Gaïa est à l'origine une oeuvre pour flûte solo.
Un seul souffle, un seul théâtre; le musicien et sa flûte.
Gaïa Sun ; une mise en perspective, scènique et acoustique, kaléïdoscopique. Oeuvre non dirigée, d'une vingtaine de minutes, composée pour l'Ensemble Alternance,avec un dispositif de 4 petits haut-parleurs diffusant un univers purement électronique,autonome dans sa composition.


Deux univers parallèles qui définissent une vitesse commune à la mise en mouvement du temps: ici les corps vivants, infinitude des énergies biologiques, là les machines de diffusions, blocs totémiques d'ondes électriques sans images concrètes.


Territoires de la flûte: symbole du souffle, donc du temps qui de l'énergie spécifiquement corporelle migre vers une pure image sans dimension réellement "corporelle" du sonore.


Un corps vivant sera toujours plus vaste qu'une infinitude de machines électriques.
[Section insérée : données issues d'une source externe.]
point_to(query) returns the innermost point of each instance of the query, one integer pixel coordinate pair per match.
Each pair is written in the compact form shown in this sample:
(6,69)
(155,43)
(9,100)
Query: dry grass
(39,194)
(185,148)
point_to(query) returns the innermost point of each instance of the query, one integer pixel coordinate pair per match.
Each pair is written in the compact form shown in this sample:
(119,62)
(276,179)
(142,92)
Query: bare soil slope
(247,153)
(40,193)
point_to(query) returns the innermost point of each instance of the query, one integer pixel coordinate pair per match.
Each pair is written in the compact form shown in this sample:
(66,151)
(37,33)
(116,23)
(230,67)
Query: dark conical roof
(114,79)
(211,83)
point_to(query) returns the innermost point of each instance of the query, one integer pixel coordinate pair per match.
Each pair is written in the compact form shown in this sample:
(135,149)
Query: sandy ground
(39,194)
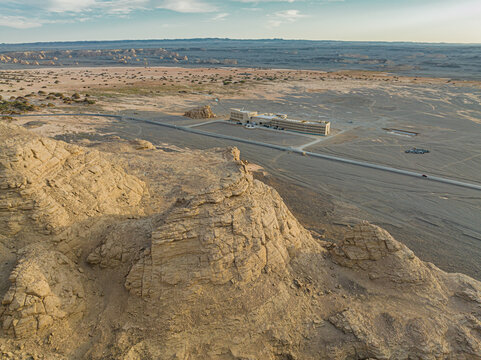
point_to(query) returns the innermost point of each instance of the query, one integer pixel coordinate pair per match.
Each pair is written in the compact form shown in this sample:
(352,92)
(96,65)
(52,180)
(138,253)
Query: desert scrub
(15,106)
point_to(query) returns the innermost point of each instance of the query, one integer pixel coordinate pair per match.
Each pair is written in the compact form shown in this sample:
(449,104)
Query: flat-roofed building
(308,127)
(243,116)
(280,121)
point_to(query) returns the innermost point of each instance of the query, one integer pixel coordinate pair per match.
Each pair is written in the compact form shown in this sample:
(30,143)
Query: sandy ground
(440,223)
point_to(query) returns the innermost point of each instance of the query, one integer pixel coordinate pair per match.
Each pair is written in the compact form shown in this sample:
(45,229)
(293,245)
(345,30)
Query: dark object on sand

L'air est un corps. La puissance d'un corps vivant est infinie, car subtile. En effet, du jeu d'un corps d'un seul homme en prise avec un instrument "Gaïa Sun" se propose d'accueillir tous les registres où le sonore se transmute en musical, où le monde des représentations de l'invisible onde sonore d'origine purement électrique provoque tout un carrousel d'images , de visages virtuels, de corps vivants en quête d'identité. L'alliance à des corps machines en quête de vie éternelle est une Terre.

D'un seul souffle, continu, le "temps oriental" advient, car l'analytique de la " note" change d'échelle.


Ici les corps des musiciens: ouvrir les yeux sur l'incarnation de la musique.


Là les corps indéfinis: fermer les yeux sur l'utopie des automates.